In early June, we launched a preview of these enhancements to the family tree. Our goal was to help you become familiar with the changes before they were incorporated on the site, as well as give us your opinion of the new design. We received over 8,000 responses, the large majority of them very much excited to see the preview features implemented. We are very grateful for the time and care you put in to providing such insightful feedback, and made several changes to the preview as a direct result of your feedback.
Since the new look launched (yesterday morning) we have received nearly 4,000 feedback responses. We’re taking notes and making plans for additional improvements as people get used to the new look and we learn better how to optimize it. We encourage you to continue sending us your feedback through the feedback link in your family tree.

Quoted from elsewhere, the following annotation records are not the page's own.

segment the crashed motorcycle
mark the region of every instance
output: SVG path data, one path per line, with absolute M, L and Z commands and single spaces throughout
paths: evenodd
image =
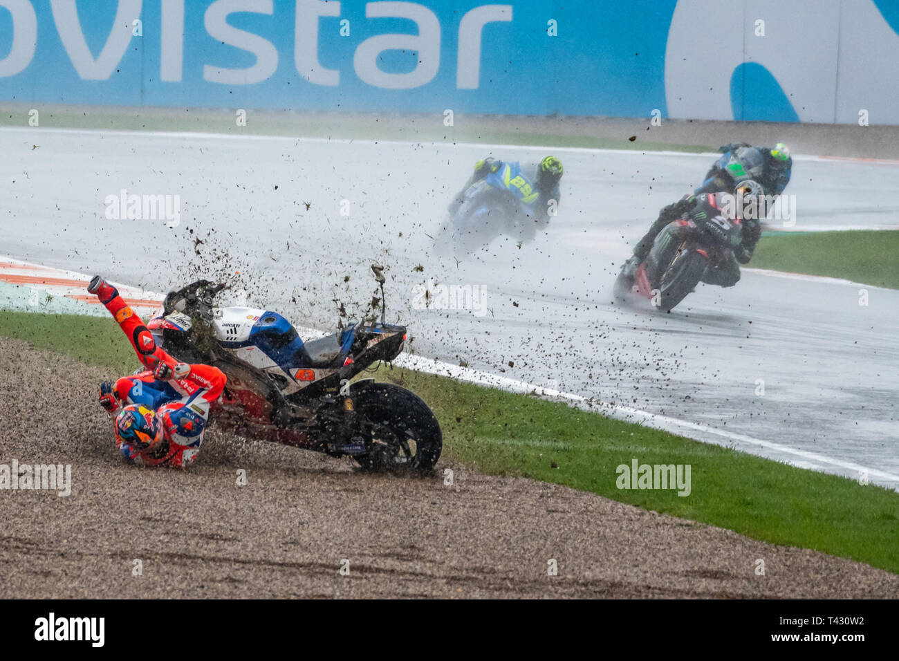
M 756 149 L 734 149 L 715 162 L 706 173 L 706 179 L 693 192 L 733 191 L 742 182 L 761 180 L 765 162 Z M 770 191 L 764 191 L 770 194 Z
M 636 296 L 671 312 L 696 289 L 707 269 L 728 256 L 740 243 L 743 228 L 738 219 L 708 214 L 701 219 L 678 219 L 655 237 L 653 247 L 633 271 L 626 264 L 615 281 L 619 300 Z
M 548 224 L 548 217 L 539 217 L 525 201 L 537 194 L 530 184 L 521 176 L 505 177 L 508 168 L 477 180 L 451 205 L 441 237 L 449 237 L 455 253 L 472 253 L 501 235 L 530 241 Z
M 179 361 L 213 365 L 227 377 L 211 420 L 249 439 L 271 441 L 333 457 L 351 456 L 363 469 L 429 470 L 440 458 L 440 424 L 415 394 L 372 379 L 351 380 L 390 362 L 406 328 L 360 320 L 304 342 L 271 310 L 217 307 L 222 283 L 200 280 L 169 292 L 147 327 Z

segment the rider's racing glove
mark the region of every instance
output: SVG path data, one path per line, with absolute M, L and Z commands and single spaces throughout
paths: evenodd
M 669 204 L 667 207 L 664 207 L 661 211 L 659 211 L 659 219 L 666 223 L 669 223 L 675 219 L 681 218 L 687 211 L 691 210 L 695 206 L 696 196 L 685 195 L 673 204 Z
M 109 381 L 103 381 L 100 384 L 100 406 L 111 415 L 119 408 L 119 399 L 116 397 L 112 384 Z
M 732 142 L 729 145 L 723 145 L 718 147 L 718 151 L 726 154 L 729 151 L 739 149 L 741 147 L 752 147 L 748 142 Z
M 160 381 L 170 381 L 173 379 L 183 379 L 191 373 L 191 366 L 186 362 L 177 362 L 174 367 L 159 362 L 153 371 L 153 377 Z

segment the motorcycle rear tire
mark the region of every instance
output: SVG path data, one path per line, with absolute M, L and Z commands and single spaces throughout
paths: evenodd
M 407 444 L 414 442 L 414 453 L 408 463 L 385 466 L 378 458 L 363 455 L 356 458 L 363 469 L 433 469 L 443 449 L 443 436 L 436 416 L 420 397 L 392 383 L 372 383 L 354 395 L 353 400 L 357 413 L 369 421 L 386 427 Z

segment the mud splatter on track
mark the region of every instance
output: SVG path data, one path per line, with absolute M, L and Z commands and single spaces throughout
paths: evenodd
M 457 469 L 450 487 L 214 433 L 189 471 L 129 468 L 93 404 L 118 375 L 0 343 L 0 463 L 73 481 L 0 492 L 3 596 L 899 597 L 866 565 L 527 479 Z

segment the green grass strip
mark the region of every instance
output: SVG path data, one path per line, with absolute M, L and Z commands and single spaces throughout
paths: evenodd
M 137 364 L 111 319 L 0 312 L 0 335 L 107 367 L 111 377 L 127 374 Z M 381 367 L 376 378 L 414 390 L 433 408 L 443 429 L 444 462 L 567 485 L 899 573 L 895 491 L 534 397 L 400 368 Z M 690 464 L 690 496 L 619 489 L 617 467 L 629 467 L 634 459 L 641 464 Z
M 766 232 L 750 265 L 899 289 L 899 231 Z

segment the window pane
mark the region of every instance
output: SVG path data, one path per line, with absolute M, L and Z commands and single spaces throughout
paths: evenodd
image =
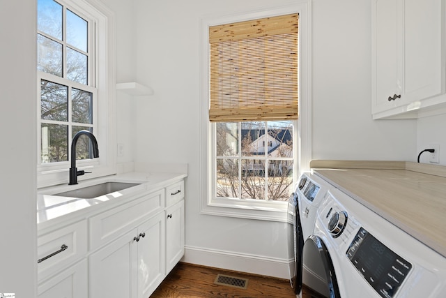
M 293 122 L 268 121 L 268 154 L 270 157 L 293 157 Z
M 87 36 L 87 22 L 67 10 L 67 43 L 86 52 Z
M 265 200 L 265 162 L 242 160 L 242 198 Z
M 238 125 L 237 123 L 217 124 L 217 156 L 238 155 Z
M 71 91 L 71 96 L 72 97 L 71 121 L 92 124 L 93 96 L 91 93 L 73 88 Z
M 217 160 L 217 196 L 238 198 L 238 161 L 236 159 Z
M 37 35 L 37 70 L 62 77 L 62 45 Z
M 68 160 L 68 126 L 42 124 L 42 163 Z
M 46 120 L 68 120 L 68 87 L 42 80 L 40 81 L 40 118 Z
M 268 200 L 286 201 L 293 192 L 293 161 L 270 161 Z
M 87 57 L 84 54 L 67 47 L 67 78 L 86 84 Z
M 242 156 L 265 155 L 265 144 L 270 140 L 265 135 L 265 122 L 242 122 Z
M 93 133 L 91 127 L 72 126 L 72 133 L 74 137 L 79 131 L 86 130 Z M 90 138 L 86 135 L 81 135 L 76 142 L 76 160 L 93 158 L 93 147 Z
M 61 40 L 62 6 L 53 0 L 38 0 L 37 29 Z

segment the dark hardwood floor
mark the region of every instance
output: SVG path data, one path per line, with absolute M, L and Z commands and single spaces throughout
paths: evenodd
M 247 288 L 215 284 L 219 274 L 247 278 Z M 288 280 L 180 262 L 151 297 L 295 298 L 295 295 Z

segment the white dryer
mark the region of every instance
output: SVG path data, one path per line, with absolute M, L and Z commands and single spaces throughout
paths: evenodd
M 446 258 L 338 189 L 302 258 L 302 297 L 446 297 Z
M 331 186 L 311 173 L 304 173 L 288 204 L 288 252 L 290 283 L 296 294 L 302 285 L 302 249 L 305 240 L 314 229 L 316 211 Z

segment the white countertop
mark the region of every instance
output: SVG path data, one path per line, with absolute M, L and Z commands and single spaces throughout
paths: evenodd
M 131 198 L 161 189 L 187 177 L 185 173 L 129 172 L 101 178 L 84 180 L 77 185 L 67 184 L 38 190 L 37 223 L 41 230 L 58 222 L 74 221 L 99 210 L 101 206 L 114 207 L 127 202 Z M 54 195 L 65 191 L 82 188 L 104 182 L 116 181 L 139 184 L 134 187 L 112 193 L 93 199 L 81 199 Z

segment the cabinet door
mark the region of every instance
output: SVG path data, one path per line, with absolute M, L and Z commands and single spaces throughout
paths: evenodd
M 398 6 L 399 0 L 372 0 L 374 114 L 395 107 L 399 99 L 389 101 L 389 96 L 401 94 L 401 15 Z
M 184 200 L 166 209 L 166 273 L 184 255 Z
M 137 298 L 136 228 L 90 256 L 91 298 Z
M 147 298 L 165 277 L 164 212 L 138 227 L 138 297 Z
M 441 4 L 442 0 L 403 1 L 403 93 L 408 103 L 440 94 L 443 89 Z
M 88 298 L 86 260 L 66 269 L 38 288 L 38 298 Z

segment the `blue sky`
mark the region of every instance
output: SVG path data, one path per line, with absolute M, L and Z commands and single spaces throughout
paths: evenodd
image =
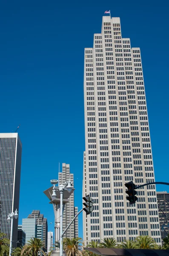
M 14 132 L 21 125 L 20 223 L 33 209 L 40 209 L 49 223 L 54 221 L 43 191 L 57 178 L 59 162 L 70 163 L 75 205 L 82 207 L 84 48 L 92 47 L 106 10 L 120 17 L 122 37 L 140 47 L 156 180 L 169 181 L 168 5 L 144 0 L 0 2 L 0 132 Z M 79 228 L 82 237 L 82 214 Z

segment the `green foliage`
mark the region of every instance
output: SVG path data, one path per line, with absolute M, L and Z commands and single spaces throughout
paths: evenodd
M 100 243 L 99 247 L 106 248 L 119 248 L 119 244 L 115 238 L 104 238 Z
M 44 247 L 42 241 L 38 238 L 31 238 L 28 244 L 25 245 L 21 251 L 21 256 L 38 256 L 38 253 L 46 256 L 46 254 L 42 248 Z
M 83 251 L 83 243 L 81 238 L 77 237 L 70 239 L 64 238 L 63 247 L 67 256 L 82 256 Z
M 89 247 L 90 248 L 98 248 L 100 247 L 100 245 L 98 241 L 91 241 L 86 246 L 86 247 Z M 88 256 L 98 256 L 98 254 L 93 253 L 92 253 L 92 252 L 89 252 L 89 251 L 87 250 L 84 251 L 86 251 L 86 252 L 88 254 Z
M 169 250 L 169 234 L 163 239 L 163 247 L 164 248 Z
M 8 256 L 9 255 L 10 241 L 6 236 L 5 234 L 0 233 L 0 256 Z
M 135 239 L 137 249 L 158 249 L 155 240 L 149 236 L 140 236 Z
M 120 248 L 124 249 L 137 249 L 136 243 L 132 240 L 125 240 L 121 243 L 120 245 Z
M 100 247 L 100 244 L 98 242 L 98 241 L 91 241 L 89 243 L 86 247 L 90 247 L 90 248 L 97 248 Z
M 23 247 L 17 247 L 13 250 L 12 255 L 13 256 L 21 256 L 22 250 L 23 250 Z

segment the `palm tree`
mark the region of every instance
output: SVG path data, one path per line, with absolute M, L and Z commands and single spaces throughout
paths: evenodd
M 81 238 L 77 237 L 70 239 L 64 238 L 63 247 L 67 256 L 83 256 L 83 243 Z
M 100 243 L 100 247 L 118 248 L 119 244 L 115 238 L 104 238 Z
M 0 256 L 8 255 L 9 247 L 8 245 L 10 241 L 6 238 L 6 235 L 3 233 L 0 233 Z
M 124 240 L 121 243 L 120 247 L 124 249 L 136 249 L 137 248 L 136 243 L 130 240 Z
M 158 249 L 155 241 L 149 236 L 140 236 L 135 239 L 137 247 L 138 249 Z
M 28 241 L 28 244 L 25 245 L 22 250 L 21 256 L 32 255 L 38 256 L 38 253 L 42 253 L 42 254 L 46 256 L 46 254 L 42 248 L 44 247 L 43 244 L 40 239 L 38 238 L 31 238 Z

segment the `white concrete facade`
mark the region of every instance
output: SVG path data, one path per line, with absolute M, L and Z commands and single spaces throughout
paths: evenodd
M 85 48 L 85 152 L 83 196 L 95 201 L 83 212 L 83 239 L 119 241 L 149 235 L 161 241 L 155 185 L 126 199 L 126 183 L 155 181 L 140 52 L 121 36 L 120 19 L 103 17 L 93 48 Z

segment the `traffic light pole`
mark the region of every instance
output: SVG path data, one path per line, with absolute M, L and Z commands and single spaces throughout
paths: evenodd
M 168 186 L 169 186 L 169 183 L 168 183 L 167 182 L 150 182 L 149 183 L 146 183 L 146 184 L 140 185 L 140 186 L 139 186 L 137 187 L 135 187 L 135 190 L 137 189 L 139 189 L 140 188 L 141 188 L 142 186 L 148 186 L 148 185 L 152 185 L 153 184 L 161 184 L 163 185 L 167 185 Z
M 63 232 L 62 233 L 62 234 L 61 234 L 60 235 L 60 236 L 61 236 L 62 238 L 64 234 L 67 231 L 67 230 L 68 230 L 68 228 L 70 227 L 70 226 L 72 225 L 72 224 L 73 223 L 73 222 L 74 221 L 75 218 L 77 217 L 77 216 L 79 215 L 79 214 L 80 214 L 80 212 L 81 212 L 83 211 L 83 209 L 82 209 L 81 210 L 80 210 L 80 212 L 78 212 L 78 213 L 77 214 L 77 215 L 74 217 L 74 218 L 73 218 L 73 219 L 72 220 L 72 221 L 70 222 L 70 223 L 68 225 L 68 226 L 67 226 L 67 227 L 66 227 L 66 230 L 63 231 Z

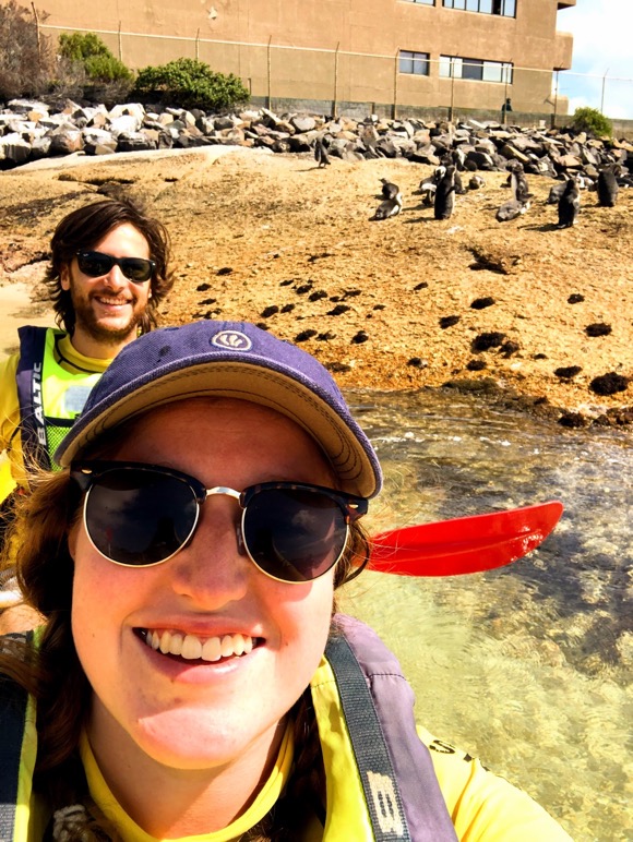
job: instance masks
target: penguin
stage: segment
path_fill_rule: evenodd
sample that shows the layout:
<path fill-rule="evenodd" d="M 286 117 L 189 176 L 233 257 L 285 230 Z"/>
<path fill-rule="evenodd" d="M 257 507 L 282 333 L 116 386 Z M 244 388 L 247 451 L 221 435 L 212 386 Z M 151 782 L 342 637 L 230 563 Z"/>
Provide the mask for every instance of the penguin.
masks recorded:
<path fill-rule="evenodd" d="M 614 166 L 604 167 L 598 173 L 598 204 L 600 207 L 614 207 L 618 201 L 618 179 Z"/>
<path fill-rule="evenodd" d="M 529 192 L 527 187 L 523 164 L 519 161 L 515 161 L 510 172 L 510 187 L 517 202 L 527 202 L 534 197 L 534 194 Z"/>
<path fill-rule="evenodd" d="M 374 219 L 389 219 L 391 216 L 397 216 L 403 209 L 403 197 L 399 191 L 393 199 L 383 200 L 378 206 Z"/>
<path fill-rule="evenodd" d="M 330 157 L 325 152 L 325 145 L 321 137 L 316 137 L 314 143 L 314 160 L 319 164 L 319 167 L 327 167 L 330 164 Z"/>
<path fill-rule="evenodd" d="M 581 209 L 578 183 L 572 176 L 565 184 L 565 190 L 559 200 L 559 224 L 557 228 L 571 228 L 575 224 Z"/>
<path fill-rule="evenodd" d="M 446 167 L 444 165 L 440 165 L 439 167 L 435 167 L 431 178 L 426 178 L 420 181 L 418 192 L 422 194 L 422 203 L 425 205 L 431 206 L 434 203 L 438 184 L 444 178 L 445 172 Z"/>
<path fill-rule="evenodd" d="M 481 178 L 481 176 L 471 176 L 470 181 L 468 182 L 468 188 L 470 190 L 479 190 L 479 188 L 485 188 L 486 181 Z"/>
<path fill-rule="evenodd" d="M 524 204 L 516 199 L 511 199 L 507 202 L 504 202 L 497 212 L 497 221 L 507 222 L 510 219 L 516 219 L 517 216 L 527 213 L 528 209 L 529 202 Z"/>
<path fill-rule="evenodd" d="M 435 189 L 433 216 L 435 219 L 450 219 L 455 206 L 455 166 L 446 167 L 440 183 Z"/>
<path fill-rule="evenodd" d="M 549 196 L 547 197 L 547 205 L 558 205 L 558 203 L 561 200 L 562 194 L 565 192 L 568 187 L 566 181 L 559 181 L 556 184 L 552 184 L 549 191 Z"/>
<path fill-rule="evenodd" d="M 401 192 L 401 189 L 397 184 L 394 184 L 391 181 L 387 181 L 386 179 L 381 179 L 382 181 L 382 195 L 383 199 L 391 199 L 394 200 Z"/>
<path fill-rule="evenodd" d="M 523 175 L 523 167 L 521 172 L 517 173 L 516 169 L 513 169 L 510 176 L 510 187 L 512 188 L 512 195 L 509 202 L 504 202 L 497 212 L 498 222 L 507 222 L 510 219 L 516 219 L 517 216 L 526 214 L 529 211 L 532 193 L 525 192 L 526 183 L 522 183 L 519 176 Z M 525 182 L 525 176 L 523 176 L 523 182 Z"/>
<path fill-rule="evenodd" d="M 435 199 L 438 185 L 434 181 L 420 181 L 419 192 L 422 194 L 422 204 L 431 206 Z"/>

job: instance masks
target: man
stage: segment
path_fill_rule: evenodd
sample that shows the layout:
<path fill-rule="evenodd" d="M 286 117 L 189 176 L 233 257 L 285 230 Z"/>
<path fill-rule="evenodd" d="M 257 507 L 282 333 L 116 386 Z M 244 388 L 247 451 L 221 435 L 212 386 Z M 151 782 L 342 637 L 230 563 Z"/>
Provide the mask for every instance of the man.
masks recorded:
<path fill-rule="evenodd" d="M 25 467 L 55 468 L 52 454 L 117 353 L 156 325 L 171 289 L 169 237 L 131 202 L 73 211 L 52 236 L 45 284 L 63 329 L 22 327 L 20 351 L 0 363 L 0 541 Z M 0 573 L 0 587 L 2 577 Z M 0 591 L 0 610 L 11 604 Z"/>

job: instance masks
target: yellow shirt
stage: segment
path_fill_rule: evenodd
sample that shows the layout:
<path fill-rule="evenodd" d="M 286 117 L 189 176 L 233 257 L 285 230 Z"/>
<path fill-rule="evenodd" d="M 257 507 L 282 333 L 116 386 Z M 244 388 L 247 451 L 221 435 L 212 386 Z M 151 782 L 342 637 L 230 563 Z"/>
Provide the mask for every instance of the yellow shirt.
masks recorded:
<path fill-rule="evenodd" d="M 542 807 L 507 781 L 487 771 L 479 760 L 435 739 L 420 726 L 418 733 L 431 751 L 440 790 L 461 842 L 571 841 L 571 837 Z M 104 780 L 85 736 L 80 749 L 91 795 L 107 818 L 117 826 L 126 842 L 166 842 L 145 833 L 123 811 Z M 242 833 L 268 813 L 279 797 L 290 773 L 292 753 L 289 725 L 267 783 L 242 816 L 224 830 L 170 842 L 237 842 Z M 323 828 L 314 816 L 304 835 L 297 842 L 331 842 L 334 839 L 345 839 L 345 828 L 334 827 L 331 833 L 324 835 Z"/>
<path fill-rule="evenodd" d="M 22 443 L 20 438 L 20 402 L 15 375 L 20 354 L 0 361 L 0 454 L 10 449 L 10 459 L 0 462 L 0 501 L 11 493 L 15 483 L 24 483 Z M 111 360 L 84 357 L 72 346 L 70 336 L 57 344 L 56 361 L 71 374 L 103 374 Z M 16 432 L 17 431 L 17 432 Z"/>

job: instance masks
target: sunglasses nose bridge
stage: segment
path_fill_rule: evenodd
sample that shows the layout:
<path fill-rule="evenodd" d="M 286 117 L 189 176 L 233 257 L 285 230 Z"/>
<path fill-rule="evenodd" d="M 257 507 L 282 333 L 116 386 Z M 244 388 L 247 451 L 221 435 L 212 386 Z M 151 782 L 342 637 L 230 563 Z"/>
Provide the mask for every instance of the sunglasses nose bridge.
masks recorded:
<path fill-rule="evenodd" d="M 243 514 L 244 514 L 244 508 L 241 505 L 242 495 L 240 494 L 239 491 L 236 491 L 235 489 L 230 489 L 228 485 L 214 485 L 213 489 L 204 490 L 204 501 L 208 500 L 208 497 L 213 497 L 216 495 L 224 495 L 226 497 L 231 497 L 232 500 L 237 501 L 240 507 L 241 517 L 235 525 L 236 541 L 238 545 L 238 553 L 240 555 L 247 556 L 248 552 L 244 544 L 244 538 L 243 538 L 243 531 L 242 531 L 242 522 L 243 522 Z"/>

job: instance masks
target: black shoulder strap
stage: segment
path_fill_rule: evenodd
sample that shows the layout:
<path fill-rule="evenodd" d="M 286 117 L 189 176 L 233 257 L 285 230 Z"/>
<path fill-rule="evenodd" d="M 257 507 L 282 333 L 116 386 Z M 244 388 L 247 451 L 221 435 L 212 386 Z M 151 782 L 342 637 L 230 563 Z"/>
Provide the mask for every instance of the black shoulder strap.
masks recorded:
<path fill-rule="evenodd" d="M 46 327 L 25 325 L 17 329 L 20 360 L 15 383 L 20 404 L 20 431 L 22 453 L 28 454 L 45 470 L 50 470 L 46 440 L 46 421 L 41 398 L 41 372 L 46 348 Z"/>
<path fill-rule="evenodd" d="M 365 674 L 343 635 L 325 649 L 360 772 L 375 842 L 410 842 L 398 782 Z"/>
<path fill-rule="evenodd" d="M 27 635 L 7 635 L 28 639 Z M 26 725 L 26 690 L 10 678 L 0 681 L 0 840 L 11 842 L 15 829 L 22 743 Z"/>

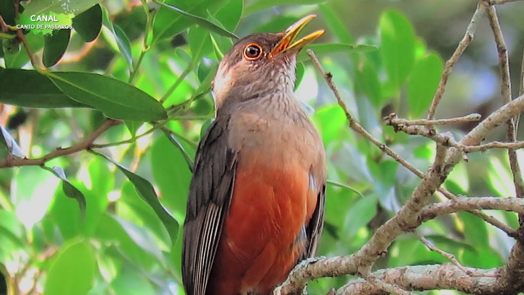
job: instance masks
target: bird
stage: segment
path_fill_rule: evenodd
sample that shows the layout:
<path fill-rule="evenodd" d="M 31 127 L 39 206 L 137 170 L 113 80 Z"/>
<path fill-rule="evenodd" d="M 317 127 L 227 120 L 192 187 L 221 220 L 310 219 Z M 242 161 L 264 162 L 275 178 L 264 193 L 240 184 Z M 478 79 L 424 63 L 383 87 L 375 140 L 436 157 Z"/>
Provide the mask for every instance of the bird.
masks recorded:
<path fill-rule="evenodd" d="M 215 120 L 195 156 L 183 226 L 188 295 L 268 295 L 315 255 L 322 231 L 325 151 L 293 93 L 295 41 L 284 31 L 238 40 L 212 82 Z"/>

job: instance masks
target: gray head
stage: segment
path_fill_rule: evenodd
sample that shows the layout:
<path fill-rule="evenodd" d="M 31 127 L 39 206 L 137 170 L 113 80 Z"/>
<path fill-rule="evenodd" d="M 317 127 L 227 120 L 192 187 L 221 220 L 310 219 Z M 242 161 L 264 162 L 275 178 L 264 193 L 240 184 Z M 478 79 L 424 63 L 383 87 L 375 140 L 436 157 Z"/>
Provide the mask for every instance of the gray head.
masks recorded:
<path fill-rule="evenodd" d="M 297 55 L 324 30 L 293 40 L 315 16 L 303 17 L 283 32 L 254 34 L 239 40 L 220 62 L 213 80 L 217 110 L 269 92 L 292 93 Z"/>

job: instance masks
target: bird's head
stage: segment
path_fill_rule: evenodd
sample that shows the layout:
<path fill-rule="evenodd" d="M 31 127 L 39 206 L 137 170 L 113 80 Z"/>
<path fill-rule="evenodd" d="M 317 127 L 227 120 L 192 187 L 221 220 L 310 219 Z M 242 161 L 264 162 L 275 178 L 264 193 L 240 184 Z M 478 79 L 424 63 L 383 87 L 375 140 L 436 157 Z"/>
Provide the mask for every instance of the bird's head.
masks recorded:
<path fill-rule="evenodd" d="M 318 30 L 294 41 L 316 16 L 310 15 L 281 33 L 254 34 L 239 40 L 224 56 L 213 80 L 217 109 L 272 92 L 292 92 L 297 55 L 323 34 Z"/>

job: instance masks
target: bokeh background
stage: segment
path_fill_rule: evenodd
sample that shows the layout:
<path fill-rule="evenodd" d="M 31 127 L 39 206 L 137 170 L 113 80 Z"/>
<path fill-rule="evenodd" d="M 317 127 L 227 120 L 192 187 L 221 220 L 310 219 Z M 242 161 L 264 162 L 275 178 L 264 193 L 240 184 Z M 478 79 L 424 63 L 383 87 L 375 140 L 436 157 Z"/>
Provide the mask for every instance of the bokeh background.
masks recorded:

To learn more about the improvements we’ve made, you can visit our earlier blog post announcing the preview as well as our welcome page which gives a quick overview.


Absolutely hate it!
Altogether too busy & messy. Without the previous highlighting, the eye isn’t immediately drawn to the subject as it used to be. All clarity and direction has been lost.
From trying it out over the last 24 hours:
It certainly is NOT faster.
In “Overview” there is no clear distinction between the subject’s spouse and their children.
Subject’s parents are not clearly highlighted.
The “Timeline” events are also less distinctive.
If you navigate away from “Overview” to check “Hints” etc. – there is no clear way back.
The “Media Gallery” is in the way and adds to the general appearance of messiness.
The very useful facility that allowed you to save individuals to separate trees seems to have disappeared.
You appear to have “fixed” characteristics that didn’t need fixing and ignored those that didn’t – such as the relevance of the searches and hints.